Updated

An attorney for a woman arrested in California 32 years after escaping a Detroit prison said he plans to petition Michigan's governor to commute the nine years remaining on her sentence.

Susan LeFevre, who married and raised three children in a posh San Diego suburb using the name Marie Walsh, has agreed to be extradited to Michigan to face the consequences of her 1975 guilty plea to drug-trafficking charges. She served one year of a 10- to 20-year sentence before climbing over a fence to meet her waiting grandfather in February 1976.

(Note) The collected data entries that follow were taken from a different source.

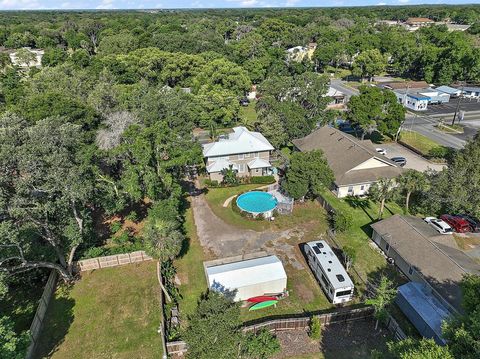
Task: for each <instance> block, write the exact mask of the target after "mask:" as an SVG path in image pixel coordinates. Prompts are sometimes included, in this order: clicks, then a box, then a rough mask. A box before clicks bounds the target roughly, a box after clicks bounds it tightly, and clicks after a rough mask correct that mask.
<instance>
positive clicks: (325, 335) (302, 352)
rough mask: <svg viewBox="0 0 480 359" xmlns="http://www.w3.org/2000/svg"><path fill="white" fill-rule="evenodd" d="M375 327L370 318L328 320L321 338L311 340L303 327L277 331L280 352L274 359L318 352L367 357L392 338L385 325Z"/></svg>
mask: <svg viewBox="0 0 480 359" xmlns="http://www.w3.org/2000/svg"><path fill="white" fill-rule="evenodd" d="M374 328H375V322H374V321H373V320H367V321H363V320H360V321H355V322H350V323H337V324H331V325H328V326H326V327H323V328H322V329H323V331H322V340H321V342H318V341H313V340H311V339H310V338H309V336H308V334H307V331H306V330H296V331H285V332H278V333H277V338H278V339H279V341H280V345H281V347H282V352H281V353H279V354H278V355H276V356H275V357H274V359H284V358H291V357H293V356H300V355H304V354H312V353H320V352H322V353H323V355H324V356H325V358H335V359H344V358H345V359H346V358H370V353H371V351H372V350H373V349H377V350H380V351H382V352H383V351H385V348H386V345H385V344H386V342H387V341H389V340H391V337H390V336H389V333H388V331H387V330H386V329H383V328H381V329H379V330H377V331H375V330H374Z"/></svg>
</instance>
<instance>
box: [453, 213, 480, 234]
mask: <svg viewBox="0 0 480 359" xmlns="http://www.w3.org/2000/svg"><path fill="white" fill-rule="evenodd" d="M456 217H460V218H463V219H464V220H466V221H467V222H468V223H469V224H470V226H471V227H472V230H473V232H477V233H478V232H480V221H479V220H478V218H476V217H473V216H469V215H466V214H459V215H457V216H456Z"/></svg>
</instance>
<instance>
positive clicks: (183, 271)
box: [175, 208, 207, 323]
mask: <svg viewBox="0 0 480 359" xmlns="http://www.w3.org/2000/svg"><path fill="white" fill-rule="evenodd" d="M185 232H186V234H187V238H188V250H187V252H186V253H185V254H184V255H183V256H182V257H181V258H179V259H177V260H176V261H175V267H176V268H177V275H178V277H179V279H180V281H181V285H180V286H179V287H178V288H179V290H180V295H181V299H180V301H179V303H178V307H179V309H180V313H181V315H182V320H183V321H182V323H185V322H186V319H187V317H188V316H189V315H190V314H193V312H194V311H195V308H196V307H197V302H198V299H199V298H200V295H201V294H202V293H205V291H206V289H207V281H206V279H205V273H204V271H203V262H204V261H205V260H207V258H206V256H205V254H204V253H203V248H202V246H201V244H200V241H199V240H198V236H197V231H196V228H195V222H194V220H193V211H192V209H191V208H189V209H188V210H187V212H186V214H185Z"/></svg>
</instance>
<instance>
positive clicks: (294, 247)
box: [191, 189, 303, 269]
mask: <svg viewBox="0 0 480 359" xmlns="http://www.w3.org/2000/svg"><path fill="white" fill-rule="evenodd" d="M191 204H192V209H193V217H194V220H195V225H196V227H197V234H198V238H199V240H200V243H201V244H202V247H203V248H204V250H205V251H207V252H209V253H210V254H212V255H213V256H214V257H215V258H225V257H232V256H238V255H244V254H248V253H255V252H258V251H259V250H264V251H266V252H268V253H271V254H276V255H278V256H279V257H281V259H282V260H283V261H284V263H289V264H290V265H292V266H293V267H294V268H296V269H303V265H302V264H301V263H300V262H299V261H298V259H297V258H296V256H295V247H294V246H291V245H289V244H288V243H285V241H286V240H288V238H290V237H292V236H295V237H297V236H300V237H301V236H302V233H299V231H298V229H295V228H291V229H287V230H284V231H271V230H266V231H263V232H256V231H254V230H249V229H247V230H246V229H240V228H237V227H235V226H232V225H230V224H228V223H225V222H224V221H223V220H222V219H220V218H219V217H217V216H216V215H215V213H213V211H212V210H211V208H210V206H209V205H208V203H207V200H206V199H205V195H204V194H203V193H202V192H201V190H199V189H195V190H192V191H191ZM225 210H226V211H228V210H230V209H229V208H225Z"/></svg>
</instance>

Now 53, LeFevre was arrested April 24 outside her home. She is being held at a women's jail in San Diego County, where she is bound by handcuffs and a plastic bracelet bearing the identity she never revealed to her husband of 23 years.

"Nobody is suggesting that she ought to just be able to walk away from this and have everybody forget, but we now have the benefit of perspective," Paul Denenfeld, LeFevre's lawyer in Grand Rapids, Mich., said Thursday. "By all indications she's been a good wife and mother and a good community person, so we think that presents extraordinary circumstances and we think that calls for governors to respond in kind."

Michigan corrections officials said LeFevre would return to Michigan within a few weeks and would be responsible for serving out her sentence. Under sentencing laws from the 1970s, she likely would have to serve at least 5 1/2 years before being eligible for parole in 2013, said Michigan Department of Corrections spokesman Russ Marlan.

"She's not going to do 10 years," Marlan said.

Michigan officials do not plan to ask prosecutors in Wayne County, where LeFevre fled the Detroit House of Corrections, to pursue escape charges against her, he said. LeFevre may forfeit credit she earned for good time during her year in prison because she escaped.

The prison is now known as Robert Scott Correctional Facility.

LeFevre, who trained as a hospice worker and volunteered for political causes in California, said she tried to live a model life to atone for her past mistakes.

"I've tried to be exceptionally good," she told The Associated Press in an interview Wednesday at the Las Colinas Detention Facility in Santee, a San Diego suburb. "I wanted to make a life as Marie, to make a point of being as disciplined as possible."

She said her behavior as a teenager, when she was despondent over the death of her high school sweetheart in the Vietnam War, was "inexcusable." She was 19 when she was arrested with a friend during an undercover drug operation at a pizza parlor outside Saginaw, Mich., in 1974.

Michigan corrections officials said investigators at the time believed she was making several thousand dollars a week selling heroin and knew top drug dealers in the area.

LeFevre said she supported herself working full-time at a Kmart after moving out of her parents' house. She said she agreed to plead guilty to conspiracy and violation of drug laws to spare her family the embarrassment of a trial and expected to be put on probation. Instead, she was given the maximum sentence.

LeFevre said she hid her fugitive status from her husband and children until agents began actively looking for her late last year. Federal officials said an anonymous call tipped them to her name and location in March.